Uncooperative weather during the winter months continues to be the story for footwear-and-apparel companies reporting fourth-quarter earnings.

Mega sporting-goods retailer Dick’s Sporting Goods Inc. said an unseasonably warm winter was to blame for its softer earnings, which missed Wall Street’s forecasts and were on the low end of the firm’s own guidance.

In Q4, the company reported net income of $129 million, or $1.13 per diluted share, a 17 percent decline from the year-ago same quarter when net income totaled $155.5 million, or $1.30 per diluted share. Market watchers had predicted diluted EPS of $1.15.

Revenues advanced 3.2 percent year-over-year, to $2.24 billion, from $2.16 billion in the comparable quarter. Analysts had forecast revenue of $2.28 billion.

Given the challenging conditions we faced with the unseasonably warm weather, we operated quite well in the fourth quarter, generating earnings within our guided range and driving results in important growth categories,” said Dick’s Chairman and CEO Edward Stack in a release. “In 2015, we grew our omnichannel platform by maintaining strong new-store productivity and driving our e-commerce business. We ended the year with a strong balance sheet and returned over $420 million to shareholders through dividends and share repurchases.”

Wall Street had expected the retailer’s Q4 comps to decline by about 1 percent, but Dick’s fell below those estimates as well, posting a comp decline of 2.5 percent. In the prior year’s same quarter, comps had gained 3.4 percent.

For the full year, Dick’s posted a profit decline of 4 percent, to $330.4 million, or $2.83 per diluted share. Net sales, in 2015, increased 6.7 percent, to $7.3 billion.

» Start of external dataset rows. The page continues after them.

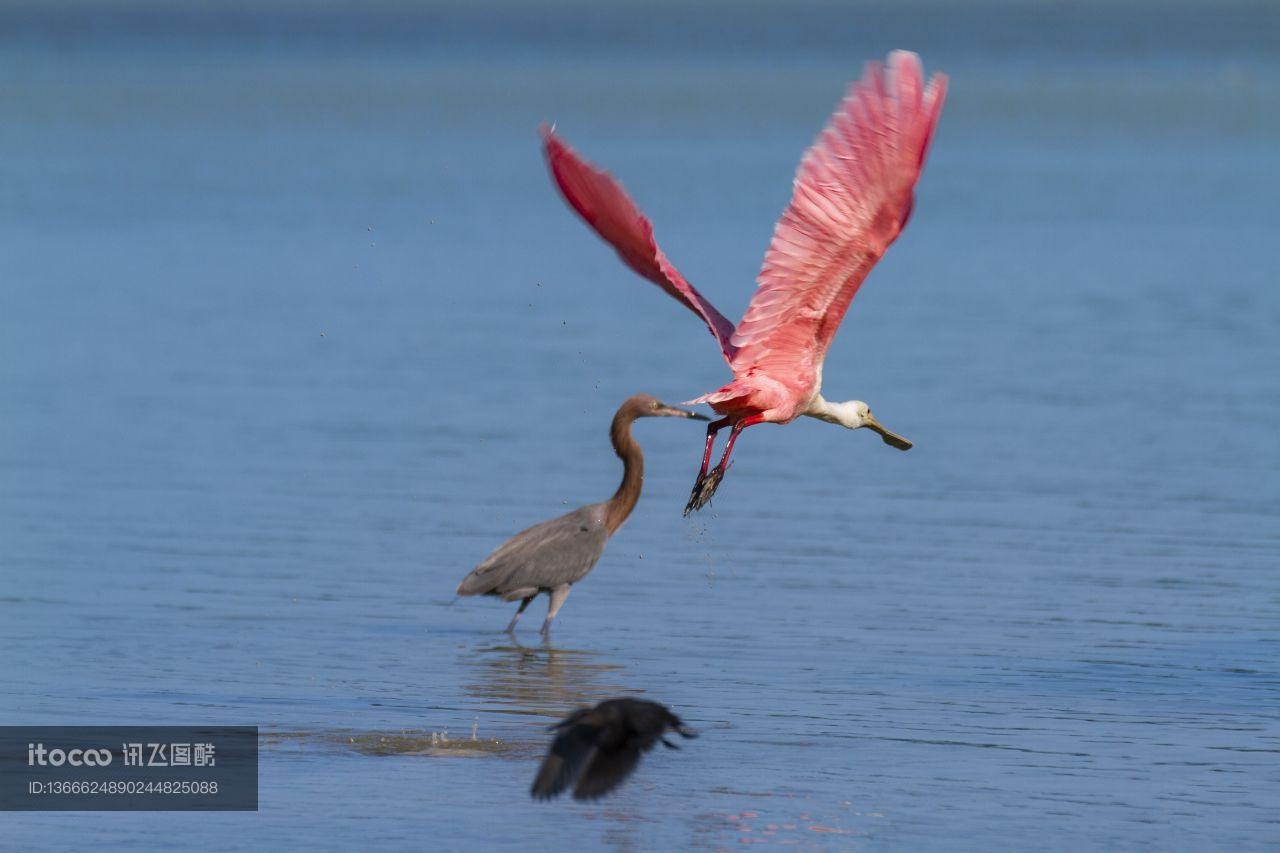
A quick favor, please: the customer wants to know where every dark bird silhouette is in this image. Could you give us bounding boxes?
[530,699,698,799]
[458,394,707,635]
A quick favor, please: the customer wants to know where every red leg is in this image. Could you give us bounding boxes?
[698,418,737,478]
[719,415,764,469]
[685,415,764,515]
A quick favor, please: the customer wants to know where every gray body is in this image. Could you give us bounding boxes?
[458,394,707,635]
[458,503,609,633]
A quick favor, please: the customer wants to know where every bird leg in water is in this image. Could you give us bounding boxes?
[507,594,538,634]
[685,415,764,516]
[543,584,571,637]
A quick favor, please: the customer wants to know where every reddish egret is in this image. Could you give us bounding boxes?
[458,394,707,635]
[543,50,947,515]
[530,699,698,799]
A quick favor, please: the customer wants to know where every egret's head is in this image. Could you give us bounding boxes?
[827,400,911,450]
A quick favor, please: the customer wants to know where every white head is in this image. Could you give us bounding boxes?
[805,400,911,450]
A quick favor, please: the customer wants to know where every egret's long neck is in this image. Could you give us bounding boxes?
[604,410,644,535]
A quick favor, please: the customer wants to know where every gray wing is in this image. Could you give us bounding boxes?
[458,503,609,596]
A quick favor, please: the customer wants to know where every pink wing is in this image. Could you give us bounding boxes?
[731,50,947,378]
[541,126,735,361]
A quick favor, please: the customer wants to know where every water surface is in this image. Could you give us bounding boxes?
[0,0,1280,850]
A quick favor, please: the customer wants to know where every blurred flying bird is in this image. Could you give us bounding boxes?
[458,394,707,635]
[530,699,698,799]
[543,50,947,515]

Looking ahead to the FY16, the company expects consolidated diluted EPS in the range of $2.85 to $3.00. Consolidated same-store sales are expected to be flat to an increase of 2 percent, compared to a decrease of 0.2 percent in 2015.

CEO Stack noted the retailer would prioritize its e-commerce initiatives in the year ahead. The company said that its e-commerce penetration for the fourth quarter was 15.7 percent of total net sales, compared to 14.4 percent during the fourth quarter of 2014.

In 2016, we will continue to make strategic investments in our business to grow our leadership position in the industry and build meaningful momentum for 2017 and beyond,” Stack said. “These investments are expected to have an approximate $50 to 55 million impact on earnings in 2016 and include enhancing the shopping experience in our stores, building brand equity in a significant way through our partnership with the United States Olympic Committee and Team U.S.A. and transitioning our ecommerce business to our own platform.”